Politiker und Open Source: Tölpel oder Lobby-Opfer?
Der vom bürgerlichen Lager in der Politik propagierte Retrotrend weg von offenen Standards und Open Source hin zu “Marktstandards” und proprietärer Software in der öffentlichen Verwaltung hat viele Ansatzpunkte. Eine Analyse.
In der Folge ist die sächsische Landesregierung orientierungslos gegenüber neuen Entwicklungen in der IT. Aus der Antwort auf Frage 47: durch den Einsatz von Open-Source-Software kann auch die Wettbewerbsfähigkeit der einsetzenden Unternehmen erhöht werden. Dies zeigt sich gerade im Bereich der kleineren und mittleren Unternehmen. Insbesondere ist die Reaktionszeit in diesen Unternehmen von der Einführung einer Maßnahme (beispielsweise der Migration auf Open-Source-Software) bis zu deren (finanzieller) Wirkung kürzer als in großen Unternehmen, was zu direkten Kosteneinsparungen und erhöhter finanzieller Flexibilität führt.”

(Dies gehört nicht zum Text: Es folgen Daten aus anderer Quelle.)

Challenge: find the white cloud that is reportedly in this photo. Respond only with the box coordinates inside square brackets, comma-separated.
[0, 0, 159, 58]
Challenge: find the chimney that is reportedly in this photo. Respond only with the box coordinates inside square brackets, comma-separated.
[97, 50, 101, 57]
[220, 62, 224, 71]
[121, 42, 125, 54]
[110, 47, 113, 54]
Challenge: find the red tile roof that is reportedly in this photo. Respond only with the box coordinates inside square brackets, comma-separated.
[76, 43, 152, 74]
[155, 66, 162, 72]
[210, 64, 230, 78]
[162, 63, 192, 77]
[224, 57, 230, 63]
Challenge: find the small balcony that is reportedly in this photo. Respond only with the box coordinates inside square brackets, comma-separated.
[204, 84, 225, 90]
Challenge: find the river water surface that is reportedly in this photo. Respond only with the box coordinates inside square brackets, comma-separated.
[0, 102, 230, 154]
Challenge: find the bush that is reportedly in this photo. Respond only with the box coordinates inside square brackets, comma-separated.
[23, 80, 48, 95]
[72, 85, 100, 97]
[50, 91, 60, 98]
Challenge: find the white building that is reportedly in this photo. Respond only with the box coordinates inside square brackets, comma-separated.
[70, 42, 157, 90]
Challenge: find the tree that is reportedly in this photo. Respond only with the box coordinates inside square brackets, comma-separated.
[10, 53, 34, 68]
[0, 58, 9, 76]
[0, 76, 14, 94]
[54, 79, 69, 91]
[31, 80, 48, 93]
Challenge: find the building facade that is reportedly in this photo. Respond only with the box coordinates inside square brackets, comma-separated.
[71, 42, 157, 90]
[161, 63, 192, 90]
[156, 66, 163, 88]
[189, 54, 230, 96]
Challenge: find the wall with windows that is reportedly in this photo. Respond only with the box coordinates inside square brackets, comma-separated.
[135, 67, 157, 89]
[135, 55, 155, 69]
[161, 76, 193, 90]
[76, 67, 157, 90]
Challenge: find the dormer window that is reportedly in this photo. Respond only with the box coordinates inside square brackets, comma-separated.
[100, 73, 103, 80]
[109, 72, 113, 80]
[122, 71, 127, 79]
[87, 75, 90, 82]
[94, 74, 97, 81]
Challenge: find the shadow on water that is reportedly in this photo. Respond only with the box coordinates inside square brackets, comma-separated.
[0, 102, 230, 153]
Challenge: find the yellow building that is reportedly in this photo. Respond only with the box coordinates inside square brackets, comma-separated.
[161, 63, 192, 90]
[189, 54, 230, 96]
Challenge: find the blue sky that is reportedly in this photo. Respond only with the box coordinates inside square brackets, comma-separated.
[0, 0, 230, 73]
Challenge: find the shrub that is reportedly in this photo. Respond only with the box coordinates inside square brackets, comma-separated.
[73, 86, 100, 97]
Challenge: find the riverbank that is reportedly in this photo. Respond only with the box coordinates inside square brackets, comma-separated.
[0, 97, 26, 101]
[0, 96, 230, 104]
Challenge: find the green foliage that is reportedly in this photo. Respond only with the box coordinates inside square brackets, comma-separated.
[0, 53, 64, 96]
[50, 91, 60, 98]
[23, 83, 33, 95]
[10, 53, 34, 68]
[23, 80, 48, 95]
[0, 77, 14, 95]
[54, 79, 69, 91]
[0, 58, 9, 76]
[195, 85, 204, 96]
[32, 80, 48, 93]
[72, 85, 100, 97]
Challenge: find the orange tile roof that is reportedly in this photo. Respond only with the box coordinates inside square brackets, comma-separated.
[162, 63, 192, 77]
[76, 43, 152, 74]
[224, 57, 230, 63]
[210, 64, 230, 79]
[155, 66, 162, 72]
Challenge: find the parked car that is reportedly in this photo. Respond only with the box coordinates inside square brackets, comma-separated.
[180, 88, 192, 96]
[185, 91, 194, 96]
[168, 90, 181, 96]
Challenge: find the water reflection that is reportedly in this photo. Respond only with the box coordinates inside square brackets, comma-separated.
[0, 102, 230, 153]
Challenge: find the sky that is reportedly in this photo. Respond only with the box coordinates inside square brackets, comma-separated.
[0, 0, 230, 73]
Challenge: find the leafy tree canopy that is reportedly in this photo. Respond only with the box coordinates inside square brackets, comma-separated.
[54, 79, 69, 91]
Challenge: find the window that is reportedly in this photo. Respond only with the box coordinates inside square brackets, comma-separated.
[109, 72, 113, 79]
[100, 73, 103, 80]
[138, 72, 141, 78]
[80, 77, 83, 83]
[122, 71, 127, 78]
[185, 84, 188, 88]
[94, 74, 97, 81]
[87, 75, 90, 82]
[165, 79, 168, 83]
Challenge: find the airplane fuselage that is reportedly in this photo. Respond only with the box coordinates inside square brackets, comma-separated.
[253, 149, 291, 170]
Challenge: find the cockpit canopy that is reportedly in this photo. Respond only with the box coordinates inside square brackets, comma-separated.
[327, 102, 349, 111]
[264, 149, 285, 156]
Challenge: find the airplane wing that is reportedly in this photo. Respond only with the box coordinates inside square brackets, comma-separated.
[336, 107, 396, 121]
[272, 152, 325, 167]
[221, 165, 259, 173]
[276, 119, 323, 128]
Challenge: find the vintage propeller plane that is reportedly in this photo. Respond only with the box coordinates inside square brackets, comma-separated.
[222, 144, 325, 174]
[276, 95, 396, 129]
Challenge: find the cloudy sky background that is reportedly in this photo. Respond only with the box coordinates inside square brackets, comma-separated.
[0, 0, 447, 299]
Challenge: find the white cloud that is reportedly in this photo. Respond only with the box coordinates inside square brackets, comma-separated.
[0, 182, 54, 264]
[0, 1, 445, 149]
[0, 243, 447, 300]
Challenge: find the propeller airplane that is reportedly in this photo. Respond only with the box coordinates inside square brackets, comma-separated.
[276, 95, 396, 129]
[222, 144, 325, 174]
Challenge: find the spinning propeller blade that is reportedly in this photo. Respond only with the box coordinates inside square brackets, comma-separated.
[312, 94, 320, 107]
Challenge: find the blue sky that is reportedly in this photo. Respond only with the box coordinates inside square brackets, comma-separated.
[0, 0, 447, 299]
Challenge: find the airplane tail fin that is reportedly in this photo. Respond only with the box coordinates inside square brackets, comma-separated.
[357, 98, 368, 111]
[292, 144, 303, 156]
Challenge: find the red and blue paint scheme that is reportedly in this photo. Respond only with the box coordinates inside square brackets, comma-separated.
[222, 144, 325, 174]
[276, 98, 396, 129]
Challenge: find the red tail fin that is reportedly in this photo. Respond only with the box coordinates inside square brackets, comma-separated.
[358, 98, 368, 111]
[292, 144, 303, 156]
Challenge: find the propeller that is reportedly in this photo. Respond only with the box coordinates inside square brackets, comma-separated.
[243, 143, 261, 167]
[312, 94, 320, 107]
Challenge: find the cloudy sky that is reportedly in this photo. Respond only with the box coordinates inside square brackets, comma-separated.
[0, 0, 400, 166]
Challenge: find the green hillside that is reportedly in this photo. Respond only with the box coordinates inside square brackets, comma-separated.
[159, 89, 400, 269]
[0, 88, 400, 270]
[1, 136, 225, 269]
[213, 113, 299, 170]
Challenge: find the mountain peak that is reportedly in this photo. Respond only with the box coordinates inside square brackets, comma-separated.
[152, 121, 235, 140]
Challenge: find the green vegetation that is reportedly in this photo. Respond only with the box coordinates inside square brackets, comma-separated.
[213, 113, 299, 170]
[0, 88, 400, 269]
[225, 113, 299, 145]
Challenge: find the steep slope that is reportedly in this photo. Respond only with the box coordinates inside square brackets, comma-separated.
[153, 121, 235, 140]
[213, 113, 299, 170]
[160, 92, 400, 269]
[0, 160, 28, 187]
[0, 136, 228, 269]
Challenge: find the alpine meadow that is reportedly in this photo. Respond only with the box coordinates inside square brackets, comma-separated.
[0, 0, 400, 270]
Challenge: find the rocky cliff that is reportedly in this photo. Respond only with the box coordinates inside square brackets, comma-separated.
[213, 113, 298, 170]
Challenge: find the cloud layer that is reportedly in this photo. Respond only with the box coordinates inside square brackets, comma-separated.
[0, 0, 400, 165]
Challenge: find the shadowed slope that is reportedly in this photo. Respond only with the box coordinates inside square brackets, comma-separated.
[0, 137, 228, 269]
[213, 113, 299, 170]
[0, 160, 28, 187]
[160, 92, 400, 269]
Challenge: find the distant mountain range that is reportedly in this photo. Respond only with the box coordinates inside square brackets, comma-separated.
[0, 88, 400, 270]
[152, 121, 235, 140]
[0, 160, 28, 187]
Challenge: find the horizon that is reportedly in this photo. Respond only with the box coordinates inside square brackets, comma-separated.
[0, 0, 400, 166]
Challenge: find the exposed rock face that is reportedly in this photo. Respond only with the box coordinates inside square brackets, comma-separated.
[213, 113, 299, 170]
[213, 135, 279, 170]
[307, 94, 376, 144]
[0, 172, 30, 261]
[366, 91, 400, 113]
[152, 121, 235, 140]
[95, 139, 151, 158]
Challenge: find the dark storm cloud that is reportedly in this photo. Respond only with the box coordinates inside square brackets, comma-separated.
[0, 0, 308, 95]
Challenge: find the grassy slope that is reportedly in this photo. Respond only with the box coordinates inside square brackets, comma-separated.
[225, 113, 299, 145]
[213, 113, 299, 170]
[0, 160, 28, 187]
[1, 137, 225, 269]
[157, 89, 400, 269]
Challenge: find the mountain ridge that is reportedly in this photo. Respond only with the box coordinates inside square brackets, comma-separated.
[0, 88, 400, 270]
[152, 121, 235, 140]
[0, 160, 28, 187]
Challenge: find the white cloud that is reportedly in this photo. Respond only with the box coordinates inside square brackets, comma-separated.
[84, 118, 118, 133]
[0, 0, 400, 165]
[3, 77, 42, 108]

Die Landesregierung wird vermutlich nie die Frage beantworten können, warum ausgerechnet große Unternehmen die ersten waren, die auf Linux und Open Source gesetzt haben. Warum haben Großkonzerne, wie es der Autor zu Beginn dieses Jahrzehnts häufiger erlebt hat, ihre Open-Source-Orientierung nicht an die Öffentlichkeit dringen lassen wollen, weil es die Konkurrenz wecken, einen Wettbewerbsvorteil zunichtemachen könnte?
Antwort der sächsischen Landesregierung zu Frage 51: “Die Förderung des Einsatzes von FLOSS oder der Umstellung auf FLOSS bei öffentlichen Einrichtungen auf Landesebene ist derzeit nicht vorgesehen.” Macht Open-Source-Software nur den Mittelstand flexibler, wirkt sie nur dort finanziell? Oder auch bei einem Großanwender wie dem Land Sachsen?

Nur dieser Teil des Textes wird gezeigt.